You are viewing a plain text version of this content. The canonical link for it is here.

Posted to common-user@hadoop.apache.org by Sébastien Rainville <se...@gmail.com> on 2010/06/11 14:35:18 UTC

Why not having mapred.tasktracker.tasks.maximum?

Hi,

I'm playing around with the hadoop config to optimize the resources of our
cluster. I'm noticing that the cpu usage is sub-optimal. All the machines in
the cluster have 1 quad core cpu. I looked at our
mapred.tasktracker.map.tasks.maximum
and mapred.tasktracker.reduce.tasks.maximum settings and the max map tasks
is set to 2 and the max reduce tasks is set to 1, keeping 1 cpu for running
the database (Cassandra) and the OS.

My question is: why separating the settings for the map tasks and reduce
tasks? I feel like what I want is to set mapred.tasktracker.tasks.maximum=3,
so that all the cpus are always available for both map and reduce tasks.

Am I missing something?

Thanks,
Sebastien

Re: Why not having mapred.tasktracker.tasks.maximum?

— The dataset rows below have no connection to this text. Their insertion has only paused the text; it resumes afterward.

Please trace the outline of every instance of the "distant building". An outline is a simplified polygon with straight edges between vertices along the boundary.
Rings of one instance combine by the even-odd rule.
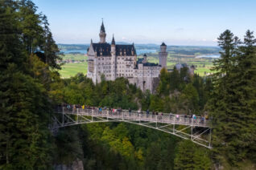
[[[136,84],[143,91],[155,88],[160,70],[167,66],[167,46],[163,42],[159,55],[159,64],[147,62],[147,55],[137,59],[134,44],[119,45],[115,43],[113,36],[111,44],[105,42],[106,34],[102,22],[100,30],[100,42],[93,43],[91,40],[88,49],[87,76],[94,83],[100,83],[102,77],[106,80],[114,80],[124,77],[130,83]]]

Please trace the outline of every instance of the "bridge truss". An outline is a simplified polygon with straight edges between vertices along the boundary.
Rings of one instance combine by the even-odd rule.
[[[108,110],[100,111],[97,109],[62,107],[53,116],[53,123],[50,129],[53,133],[56,133],[60,128],[106,122],[125,122],[153,128],[212,148],[212,129],[209,120],[202,119],[200,117],[193,119],[175,114],[157,115],[137,111],[129,112],[127,110],[114,113]]]

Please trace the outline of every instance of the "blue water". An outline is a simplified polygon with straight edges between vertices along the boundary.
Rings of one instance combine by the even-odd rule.
[[[144,53],[155,53],[156,50],[137,50],[137,55],[141,55]],[[60,52],[63,52],[64,55],[69,54],[69,53],[81,53],[81,54],[86,54],[87,51],[61,51]]]
[[[220,58],[220,55],[198,55],[196,58]]]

Posted by Ted Yu <yu...@gmail.com>.

See https://issues.apache.org/jira/browse/HADOOP-3420
This topic was discussed two years ago.

On Fri, Jun 11, 2010 at 8:45 AM, Edward Capriolo <ed...@gmail.com>wrote:

> On Fri, Jun 11, 2010 at 8:35 AM, Sébastien Rainville <
> sebastienrainville@gmail.com> wrote:
>
> > Hi,
> >
> > I'm playing around with the hadoop config to optimize the resources of
> our
> > cluster. I'm noticing that the cpu usage is sub-optimal. All the machines
> > in
> > the cluster have 1 quad core cpu. I looked at our
> > mapred.tasktracker.map.tasks.maximum
> > and mapred.tasktracker.reduce.tasks.maximum settings and the max map
> tasks
> > is set to 2 and the max reduce tasks is set to 1, keeping 1 cpu for
> running
> > the database (Cassandra) and the OS.
> >
> > My question is: why separating the settings for the map tasks and reduce
> > tasks? I feel like what I want is to set
> > mapred.tasktracker.tasks.maximum=3,
> > so that all the cpus are always available for both map and reduce tasks.
> >
> > Am I missing something?
> >
> > Thanks,
> > Sebastien
> >
>
> That suggestion makes sense. As you run more concurrent jobs you may find
> that having dedicated slots for reduce tasks is useful. You would not want
> a
> cluster running 600 mappers and 0 reducers :)
>

Re: Why not having mapred.tasktracker.tasks.maximum?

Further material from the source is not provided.